Organisations across the country are busy focusing on the latest technology products and services to help them prevent against cyber-crime. Meanwhile, physical deterrence remains low on the agenda, despite still having the ability to cause large-scale, high-impact data breaches.
Keep your trade secrets to yourself
Dealing with this issue should be part of the wider conversation about how to defend businesses against sophisticated cyber-attacks. In January 2019, it was announced that over £100m will be invested in funding for cybersecurity research and development in order to combat cyber-attacks threatening businesses. Yet we haven’t perhaps given enough thought to the role of physical device security, when it comes to preventing data breaches.
Word of advice on keeping your data private
There are a number of ways of dealing with this issue that employees and IT managers really need to be aware of. Most obviously, just don’t do it!
However, it is not reasonable nor sensible to stop people working on the go, if you really do have to deal with confidential information on a packed commuter train or on a long-haul business flight then you could also use a privacy screen, which acts as a pretty robust filter for unwanted eyes.
A recent survey by IDC highlighted that the most popular reason UK businesses buy privacy screens is to protect their company image, it is a bigger priority than even data loss or privacy concerns.
While privacy screens don’t come with advanced encryption capabilities, they do restrict the view of onlookers meaning only the person in front of the screen can see what’s on it.
Some may scoff at the use of such screens, but it sure beats handing over confidential IP to competitors.
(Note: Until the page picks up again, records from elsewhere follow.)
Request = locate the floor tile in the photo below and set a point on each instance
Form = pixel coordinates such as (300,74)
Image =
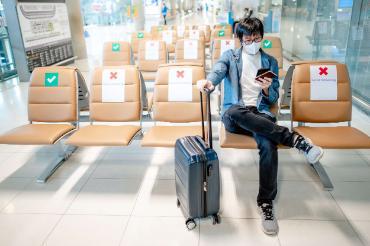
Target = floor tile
(362,228)
(106,197)
(294,167)
(88,230)
(52,197)
(306,200)
(307,232)
(157,198)
(26,229)
(25,165)
(9,188)
(234,232)
(238,199)
(353,198)
(160,231)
Plus, with data privacy rulings such as GDPR in place, businesses are risking a lot more than just lost intellectual property (IP) should they fail to safeguard customer information.
Keep your data security up to scratch
Although such device loss-focused breaches may not happen so often, or on the same scale as Heathrow’s, as the headline-grabbing incidents we now see on a worryingly regular basis, it doesn’t make them any less important.
It’s very easy to gain access, or just visibility, of critical industry information and data by sitting on a half an hour train journey. Something that leaves many organisations with a hole in their IT security efforts.
For companies to successfully execute an effective security strategy, they need to go beyond simply relying on sophisticated software, and place a greater sense of urgency on physical security, and the growing impact this has on the wider business.
In the same way that large-scale breaches can leave an organisation with damage to not only it’s finances, infrastructure and customer base, exposure of physical security also goes hand-in-hand with reputation. If customer data falls into the wrong hands, they aren’t going to care if it was stolen online or in person, the knock-on-effect of lack of trust will be exactly the same.
With GDPR in place, companies will no longer be able to brush off questions around how and where they are storing customer data and will need to be transparent. Conditions for consent will be strengthened and organisations will be penalised for using long, illegible terms and conditions around data consent.
Businesses need to remember that just as they are making sure viruses are kept at bay, how they protect their data through physical means are equally as important. It is through this holistic approach that organisations can keep their security up to standards.